The American Dream is perhaps our most powerful and enduring story. Through booms and busts, we insist (oftentimes in the face of overwhelmingly contrary evidence) that anyone who is willing to work hard can succeed. To the extent that the American Dream is a reality, it is due in large part to our secondary education system and the patchwork of loans, scholarships, and grants available for students. As sky-rocketing rates of student debt show us, though, these tools for expanding access to secondary education need retuning. There is talk of reform in Washington but, in a story that has become all too familiar, large financial institutions are standing in the way, protecting their profits at the expense of young people’s hopes and dreams.
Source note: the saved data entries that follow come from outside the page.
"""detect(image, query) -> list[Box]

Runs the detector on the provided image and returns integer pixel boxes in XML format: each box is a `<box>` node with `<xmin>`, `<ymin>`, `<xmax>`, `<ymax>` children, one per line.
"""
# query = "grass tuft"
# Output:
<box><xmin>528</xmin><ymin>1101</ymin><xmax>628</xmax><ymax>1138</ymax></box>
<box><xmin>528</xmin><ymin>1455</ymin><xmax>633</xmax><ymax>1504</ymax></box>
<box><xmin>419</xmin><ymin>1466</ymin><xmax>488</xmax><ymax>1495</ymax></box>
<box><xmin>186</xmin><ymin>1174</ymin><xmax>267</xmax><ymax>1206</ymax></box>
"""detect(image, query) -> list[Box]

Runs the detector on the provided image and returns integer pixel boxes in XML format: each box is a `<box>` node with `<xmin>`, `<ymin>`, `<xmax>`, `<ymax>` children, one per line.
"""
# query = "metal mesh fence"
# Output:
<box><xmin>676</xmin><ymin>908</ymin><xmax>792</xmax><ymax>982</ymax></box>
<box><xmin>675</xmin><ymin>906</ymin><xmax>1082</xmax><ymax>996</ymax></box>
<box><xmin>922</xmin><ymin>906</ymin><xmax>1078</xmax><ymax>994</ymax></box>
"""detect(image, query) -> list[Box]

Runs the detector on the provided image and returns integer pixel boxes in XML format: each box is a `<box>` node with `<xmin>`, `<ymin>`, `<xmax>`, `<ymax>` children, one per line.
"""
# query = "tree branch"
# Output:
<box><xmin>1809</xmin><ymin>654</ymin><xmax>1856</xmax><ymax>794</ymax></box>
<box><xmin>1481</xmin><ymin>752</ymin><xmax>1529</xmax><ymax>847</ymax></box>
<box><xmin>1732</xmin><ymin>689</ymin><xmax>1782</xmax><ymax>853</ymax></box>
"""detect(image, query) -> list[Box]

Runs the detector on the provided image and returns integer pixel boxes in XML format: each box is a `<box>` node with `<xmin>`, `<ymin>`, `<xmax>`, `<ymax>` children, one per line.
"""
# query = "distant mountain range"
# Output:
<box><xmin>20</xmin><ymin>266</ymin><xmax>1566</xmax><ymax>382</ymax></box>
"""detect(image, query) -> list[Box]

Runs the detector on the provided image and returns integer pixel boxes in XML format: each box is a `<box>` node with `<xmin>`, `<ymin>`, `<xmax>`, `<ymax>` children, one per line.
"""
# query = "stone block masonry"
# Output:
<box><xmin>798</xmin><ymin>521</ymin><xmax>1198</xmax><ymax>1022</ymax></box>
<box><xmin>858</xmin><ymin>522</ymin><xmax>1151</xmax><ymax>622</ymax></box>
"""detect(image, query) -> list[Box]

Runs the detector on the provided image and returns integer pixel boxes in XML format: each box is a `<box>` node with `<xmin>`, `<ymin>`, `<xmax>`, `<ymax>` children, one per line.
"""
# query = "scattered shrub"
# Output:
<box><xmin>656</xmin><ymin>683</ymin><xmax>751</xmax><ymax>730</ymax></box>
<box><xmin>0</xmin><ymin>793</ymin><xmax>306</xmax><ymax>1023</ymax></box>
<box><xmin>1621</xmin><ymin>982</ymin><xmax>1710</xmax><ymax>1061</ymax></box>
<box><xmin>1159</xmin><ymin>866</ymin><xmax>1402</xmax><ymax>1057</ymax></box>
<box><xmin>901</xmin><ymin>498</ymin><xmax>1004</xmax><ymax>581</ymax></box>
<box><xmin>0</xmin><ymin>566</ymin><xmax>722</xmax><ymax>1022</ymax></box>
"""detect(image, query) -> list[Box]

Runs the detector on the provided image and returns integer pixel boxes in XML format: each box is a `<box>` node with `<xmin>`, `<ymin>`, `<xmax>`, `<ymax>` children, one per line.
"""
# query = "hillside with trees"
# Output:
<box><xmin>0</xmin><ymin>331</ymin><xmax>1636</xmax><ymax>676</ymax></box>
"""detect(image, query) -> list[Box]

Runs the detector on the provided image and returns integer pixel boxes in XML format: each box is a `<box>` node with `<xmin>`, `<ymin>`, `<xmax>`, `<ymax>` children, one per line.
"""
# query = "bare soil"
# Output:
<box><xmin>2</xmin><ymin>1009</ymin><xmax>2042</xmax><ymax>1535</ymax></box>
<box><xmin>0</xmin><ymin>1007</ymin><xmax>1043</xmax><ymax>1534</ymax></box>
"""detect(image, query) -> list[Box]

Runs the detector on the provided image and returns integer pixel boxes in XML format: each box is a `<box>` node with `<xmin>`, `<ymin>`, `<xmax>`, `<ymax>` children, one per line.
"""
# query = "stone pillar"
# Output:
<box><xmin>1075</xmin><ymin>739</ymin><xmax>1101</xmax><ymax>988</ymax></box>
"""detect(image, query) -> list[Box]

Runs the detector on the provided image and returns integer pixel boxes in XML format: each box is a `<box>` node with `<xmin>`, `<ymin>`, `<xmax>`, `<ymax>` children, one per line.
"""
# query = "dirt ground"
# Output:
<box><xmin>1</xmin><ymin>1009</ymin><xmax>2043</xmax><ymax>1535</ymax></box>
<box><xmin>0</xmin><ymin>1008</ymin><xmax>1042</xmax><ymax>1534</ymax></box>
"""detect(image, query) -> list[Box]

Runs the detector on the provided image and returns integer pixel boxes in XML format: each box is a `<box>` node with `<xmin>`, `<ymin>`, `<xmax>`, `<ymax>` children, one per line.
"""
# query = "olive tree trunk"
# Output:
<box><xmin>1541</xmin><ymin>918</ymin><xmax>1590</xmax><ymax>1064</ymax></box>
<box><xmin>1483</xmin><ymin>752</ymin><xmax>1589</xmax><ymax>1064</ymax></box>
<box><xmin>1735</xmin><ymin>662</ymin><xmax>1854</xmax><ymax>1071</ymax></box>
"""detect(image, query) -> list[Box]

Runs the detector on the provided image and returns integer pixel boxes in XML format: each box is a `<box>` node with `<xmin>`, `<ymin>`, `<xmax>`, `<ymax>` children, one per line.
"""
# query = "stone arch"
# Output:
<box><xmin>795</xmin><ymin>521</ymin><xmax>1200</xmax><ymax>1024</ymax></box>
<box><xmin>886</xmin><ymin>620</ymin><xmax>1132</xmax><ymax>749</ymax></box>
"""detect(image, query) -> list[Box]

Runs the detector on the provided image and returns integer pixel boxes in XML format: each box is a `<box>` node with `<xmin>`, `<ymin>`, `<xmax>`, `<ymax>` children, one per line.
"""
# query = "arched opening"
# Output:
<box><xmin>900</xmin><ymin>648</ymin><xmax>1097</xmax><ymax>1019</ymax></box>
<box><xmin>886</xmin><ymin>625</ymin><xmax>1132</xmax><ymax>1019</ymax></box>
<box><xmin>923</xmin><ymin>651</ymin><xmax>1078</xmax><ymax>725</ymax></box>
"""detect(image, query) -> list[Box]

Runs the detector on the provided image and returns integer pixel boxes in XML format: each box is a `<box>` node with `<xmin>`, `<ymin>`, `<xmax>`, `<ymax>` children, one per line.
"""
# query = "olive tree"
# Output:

Recognizing that financial barriers to secondary education undermine mobility, our federal government offers a number of direct programs for students from lower-income backgrounds, such as Pell grants and Perkins loans. Additionally, the government offers subsidies to banks that offer student loans, as well as guarantees on those loans.  It is the latter program, in which banks are essentially being paid by taxpayers to offer risk-free loans, that has come under recent scrutiny. A bill that passed the House last September, the Student Aid and Fiscal Responsibility Act, would gut the subsidy system, reinvesting the projected $87 billion in savings over ten years in more efficient programs, like Pell and Perkins, as well as other important educational initiatives, such as early childhood reform. As the bill works its way through the Senate, though, Sallie Mae and other major lenders are applying pressure to the many politicians whose campaigns they subsidize, hoping to either kill it or render it toothless. These lenders, it seems, have no more shame than the Wall Street banks that take massive bailouts and then pay out massive bonuses.

Preserving the American Dream means preserving access to secondary education for all students. If we do not work to eliminate the subsidy boondoggle, we risk undermining public support for the entire system of student grants and loans, making the opportunity to learn one more victim of the big banks’ greed.